Time to Change campaign tackles mental health awkwardness

Mind and Rethink Mental Illness are launching a national ad campaign amid the "January blues" to tackle the taboo around mental health.


Time For Change by Dare.mp3

Time To Change: mental health charities launch TV ad campaign
Time To Change: mental health charities launch TV ad campaign

The campaign, 'It's Time To Talk. It's Time To Change' forms part of the charities' 'Time To Change' mental illness initiative and is intended to remove the fear and awkwardness around mental health by prompting people to talk about it.

The campaign will run across TV, radio, print and online.

Three radio ads, created by Dare, will run across Kiss, Capital and Heart FM with one ad featuring 'Peep Show' actress Sophie Chapman.

One ad features two parents at the school gates expressing their concerns about another parent, Gill, whom they've heard is suffering from mental illness.

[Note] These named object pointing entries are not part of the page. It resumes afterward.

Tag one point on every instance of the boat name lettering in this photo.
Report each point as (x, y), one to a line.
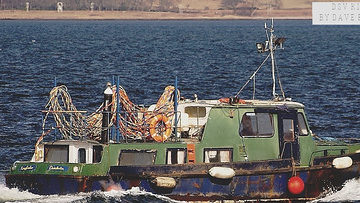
(27, 168)
(57, 168)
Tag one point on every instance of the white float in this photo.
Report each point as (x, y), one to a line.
(342, 162)
(222, 172)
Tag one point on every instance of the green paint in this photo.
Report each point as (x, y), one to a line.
(221, 132)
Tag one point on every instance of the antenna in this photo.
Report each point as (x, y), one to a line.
(273, 43)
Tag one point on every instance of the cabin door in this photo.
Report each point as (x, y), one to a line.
(288, 135)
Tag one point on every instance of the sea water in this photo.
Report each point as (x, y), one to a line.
(319, 67)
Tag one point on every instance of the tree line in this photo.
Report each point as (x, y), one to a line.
(123, 5)
(239, 7)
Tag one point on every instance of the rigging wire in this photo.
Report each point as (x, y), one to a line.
(252, 76)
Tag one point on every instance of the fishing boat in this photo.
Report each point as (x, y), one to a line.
(187, 149)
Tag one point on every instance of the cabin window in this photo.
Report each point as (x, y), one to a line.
(288, 130)
(195, 111)
(56, 153)
(81, 155)
(97, 154)
(256, 125)
(217, 155)
(302, 125)
(175, 156)
(137, 157)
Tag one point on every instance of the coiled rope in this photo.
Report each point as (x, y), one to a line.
(133, 120)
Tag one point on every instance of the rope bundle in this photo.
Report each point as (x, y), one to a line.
(133, 120)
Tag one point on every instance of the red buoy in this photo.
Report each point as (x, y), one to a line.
(296, 185)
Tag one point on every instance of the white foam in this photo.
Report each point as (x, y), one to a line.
(13, 194)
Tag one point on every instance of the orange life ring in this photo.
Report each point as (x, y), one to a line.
(161, 136)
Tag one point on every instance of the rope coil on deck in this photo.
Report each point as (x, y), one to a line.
(134, 121)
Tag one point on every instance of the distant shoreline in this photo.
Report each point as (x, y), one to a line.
(140, 15)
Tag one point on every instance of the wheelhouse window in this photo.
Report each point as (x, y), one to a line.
(56, 153)
(302, 125)
(97, 154)
(195, 111)
(288, 130)
(256, 125)
(136, 157)
(217, 155)
(175, 156)
(82, 155)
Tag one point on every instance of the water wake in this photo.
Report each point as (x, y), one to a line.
(349, 193)
(133, 195)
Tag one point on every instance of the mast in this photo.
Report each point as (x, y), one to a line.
(271, 44)
(271, 48)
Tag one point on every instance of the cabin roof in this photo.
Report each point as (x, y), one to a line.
(71, 142)
(266, 104)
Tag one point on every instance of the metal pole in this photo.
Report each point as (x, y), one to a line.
(55, 129)
(175, 108)
(271, 47)
(117, 109)
(105, 134)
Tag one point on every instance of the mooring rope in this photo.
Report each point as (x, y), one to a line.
(133, 119)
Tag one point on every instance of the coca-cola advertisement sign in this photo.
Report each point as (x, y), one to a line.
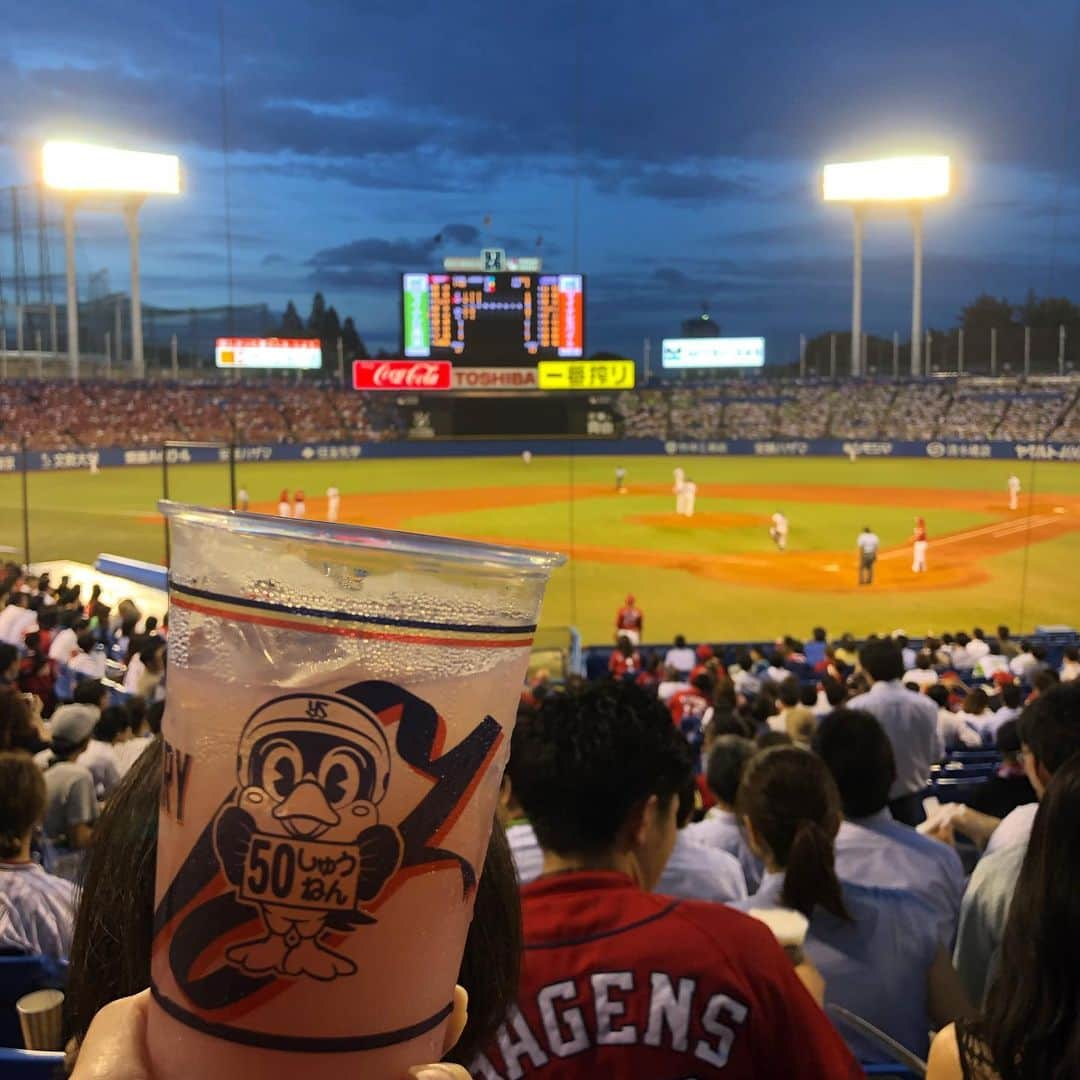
(401, 375)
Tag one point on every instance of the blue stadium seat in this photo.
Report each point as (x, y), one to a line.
(18, 976)
(30, 1065)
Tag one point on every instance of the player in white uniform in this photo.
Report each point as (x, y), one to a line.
(1014, 491)
(689, 496)
(779, 530)
(678, 489)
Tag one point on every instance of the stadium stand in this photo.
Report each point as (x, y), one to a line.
(97, 415)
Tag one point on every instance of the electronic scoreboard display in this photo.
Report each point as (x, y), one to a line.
(494, 319)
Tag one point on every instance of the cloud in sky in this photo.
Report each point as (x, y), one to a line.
(678, 163)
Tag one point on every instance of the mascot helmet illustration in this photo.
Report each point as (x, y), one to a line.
(301, 840)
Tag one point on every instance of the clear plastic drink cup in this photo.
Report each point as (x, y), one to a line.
(338, 715)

They then realise their mistake in misjudging her before approaching Gill to talk.

Danny Brooke-Taylor was the executive creative on the campaign, Helen Rhodes was the art director and Matt Lever was the copywriter.

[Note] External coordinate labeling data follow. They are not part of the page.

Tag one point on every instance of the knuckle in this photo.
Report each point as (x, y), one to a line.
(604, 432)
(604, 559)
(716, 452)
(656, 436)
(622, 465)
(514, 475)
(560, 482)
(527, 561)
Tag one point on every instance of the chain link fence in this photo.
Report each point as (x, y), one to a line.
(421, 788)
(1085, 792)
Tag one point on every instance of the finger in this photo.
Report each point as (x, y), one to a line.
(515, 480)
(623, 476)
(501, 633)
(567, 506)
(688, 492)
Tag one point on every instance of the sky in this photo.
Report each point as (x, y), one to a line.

Last year's TV ad will also be run again along with print ads in The Sun and Metro, featuring a set of cartoon strips by The Times and Spectator illustrator Stephen Collins. The sketches will show misunderstandings around mental health.

 A new online portal will include tips on how to start a conversation and an option to send e-cards, showing someone you're thinking about them.

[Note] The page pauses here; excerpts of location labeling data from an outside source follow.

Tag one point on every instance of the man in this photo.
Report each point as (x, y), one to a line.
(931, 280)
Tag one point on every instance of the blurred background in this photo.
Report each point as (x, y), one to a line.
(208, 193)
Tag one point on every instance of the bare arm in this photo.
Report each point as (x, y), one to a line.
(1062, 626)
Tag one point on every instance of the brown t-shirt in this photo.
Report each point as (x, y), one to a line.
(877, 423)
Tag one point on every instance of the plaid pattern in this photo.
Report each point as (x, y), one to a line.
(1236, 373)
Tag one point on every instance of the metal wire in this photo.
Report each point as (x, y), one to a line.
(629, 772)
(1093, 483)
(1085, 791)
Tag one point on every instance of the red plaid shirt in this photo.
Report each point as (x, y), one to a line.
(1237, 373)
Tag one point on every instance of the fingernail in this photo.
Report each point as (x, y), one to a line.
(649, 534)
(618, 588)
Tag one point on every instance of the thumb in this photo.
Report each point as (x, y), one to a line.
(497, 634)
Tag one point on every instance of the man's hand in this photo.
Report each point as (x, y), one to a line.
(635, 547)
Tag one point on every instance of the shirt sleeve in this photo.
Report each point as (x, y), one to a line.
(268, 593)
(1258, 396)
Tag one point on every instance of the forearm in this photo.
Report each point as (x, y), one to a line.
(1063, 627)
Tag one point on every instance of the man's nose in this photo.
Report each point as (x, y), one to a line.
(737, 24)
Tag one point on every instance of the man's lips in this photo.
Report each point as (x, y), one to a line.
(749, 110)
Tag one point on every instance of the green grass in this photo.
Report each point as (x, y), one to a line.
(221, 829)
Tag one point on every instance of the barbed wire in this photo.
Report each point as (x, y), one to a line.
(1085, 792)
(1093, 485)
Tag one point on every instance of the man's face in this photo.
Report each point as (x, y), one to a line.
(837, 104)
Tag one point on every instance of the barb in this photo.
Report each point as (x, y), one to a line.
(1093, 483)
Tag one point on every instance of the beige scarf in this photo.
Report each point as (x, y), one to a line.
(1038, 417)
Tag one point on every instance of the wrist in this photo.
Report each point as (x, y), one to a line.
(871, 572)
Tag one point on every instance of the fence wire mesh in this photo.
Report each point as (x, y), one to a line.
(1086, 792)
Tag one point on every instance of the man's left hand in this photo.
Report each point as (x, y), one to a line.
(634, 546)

Sue Baker, director at Time to Change, said: "The aim of our social marketing campaign is to use creative, innovative methods to reach our target audience. 'It's Time To Talk. It's Time To Change' encourages the public to talk and open up about something that affects one in four people in our communities.

"Through the use of subtle humour in our advertising, we hope we can remove the awkwardness and fear that stops many people talking about mental health."

In 2011, Time To Change received new funding from the Department of Health and Comic Relief to continue its work to end the stigma around mental health.